The Typical Anti-Cellulite Diet
As much as I identify with any women who’s doing her best to rid the world of the dreaded blight, I must confess my reservations when it comes to the diet portion of the Bottoms Up! plan.
Joyce recommends the Typical Anti-Cellulite Diet (let’s just call it TAD). Lots of complex carbohydrates from vegetables and whole grains. Lots of fiber to help “move the fat out of the body.” She recommends limiting servings of refined sugar to three times a week, but she is more adamant with restricting fat. No butter, lard, beef, lamb, mayonnaise, chocolate, CHEESE, etcetera, etcetera!
The TAD diet is common in cellulite books (hence the “T” in TAD). I have yet to find a cellulite book that incorporates the latest research on fats and weight loss. So let’s not blame Joyce for any diet disagreements. After all, she was writing in 1993 and this life-saving information is just starting to hit the mainstream over fifteen years later. <
How to Maximize Your Twenty-Minute Bottoms Up! Workout
Throughout the exercise descriptions, Joyce reminds her readers to “squeeze the entire muscle as hard as possible” and to “flex the entire muscle throughout your exercise.”

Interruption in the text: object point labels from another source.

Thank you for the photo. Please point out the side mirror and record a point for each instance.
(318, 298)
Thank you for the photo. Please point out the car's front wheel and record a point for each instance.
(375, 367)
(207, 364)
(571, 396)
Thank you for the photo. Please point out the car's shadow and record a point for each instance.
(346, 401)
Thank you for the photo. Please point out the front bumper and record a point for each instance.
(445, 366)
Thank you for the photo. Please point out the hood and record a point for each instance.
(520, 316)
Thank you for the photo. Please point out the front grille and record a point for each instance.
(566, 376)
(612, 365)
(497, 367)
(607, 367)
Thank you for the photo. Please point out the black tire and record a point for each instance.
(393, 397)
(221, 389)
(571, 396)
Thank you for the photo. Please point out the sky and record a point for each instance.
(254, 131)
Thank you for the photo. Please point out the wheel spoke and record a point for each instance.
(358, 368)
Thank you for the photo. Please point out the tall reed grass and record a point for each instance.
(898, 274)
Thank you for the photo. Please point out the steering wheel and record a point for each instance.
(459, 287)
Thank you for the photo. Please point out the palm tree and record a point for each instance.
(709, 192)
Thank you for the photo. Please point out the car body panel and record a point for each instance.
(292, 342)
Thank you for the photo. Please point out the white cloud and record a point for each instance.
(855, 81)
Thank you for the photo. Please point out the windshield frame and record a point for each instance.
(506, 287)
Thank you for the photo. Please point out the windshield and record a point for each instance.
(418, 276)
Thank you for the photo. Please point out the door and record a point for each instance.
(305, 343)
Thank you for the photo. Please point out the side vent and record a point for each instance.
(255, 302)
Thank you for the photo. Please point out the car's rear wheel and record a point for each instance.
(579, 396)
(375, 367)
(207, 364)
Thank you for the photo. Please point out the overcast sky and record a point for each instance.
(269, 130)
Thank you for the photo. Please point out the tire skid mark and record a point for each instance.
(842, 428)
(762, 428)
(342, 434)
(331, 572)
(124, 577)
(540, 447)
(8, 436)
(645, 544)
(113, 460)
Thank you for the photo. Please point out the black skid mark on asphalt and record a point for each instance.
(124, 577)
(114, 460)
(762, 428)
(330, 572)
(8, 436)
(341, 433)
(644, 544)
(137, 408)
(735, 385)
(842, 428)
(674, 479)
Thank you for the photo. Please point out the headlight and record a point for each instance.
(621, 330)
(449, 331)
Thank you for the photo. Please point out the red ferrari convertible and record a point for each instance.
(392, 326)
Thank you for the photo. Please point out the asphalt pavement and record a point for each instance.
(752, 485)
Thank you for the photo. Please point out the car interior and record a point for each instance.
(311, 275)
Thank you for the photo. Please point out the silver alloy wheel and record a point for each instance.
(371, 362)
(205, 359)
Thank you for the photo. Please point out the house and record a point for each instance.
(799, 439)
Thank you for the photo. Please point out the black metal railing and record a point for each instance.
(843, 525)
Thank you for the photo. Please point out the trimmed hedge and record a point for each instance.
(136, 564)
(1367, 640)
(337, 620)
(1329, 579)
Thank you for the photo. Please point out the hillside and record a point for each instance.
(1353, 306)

When you’re working with light weights or no weights at all, it’s easy to breeze through the movement without getting much out of it. Tightly flexing the muscle is a key point in Joyce’s style of weight training. Her book includes a detailed description of each muscle, so you can visualize and target the individual muscle you’re working on with every exercise.
If you find it difficult to perform the exercises as described in the book, Joyce recently released a DVD version of her Bottoms Up! workout. Bottoms Up! Gold Plus features some additional exercises as well as a new workout partner, Joyce’s daughter Marthe.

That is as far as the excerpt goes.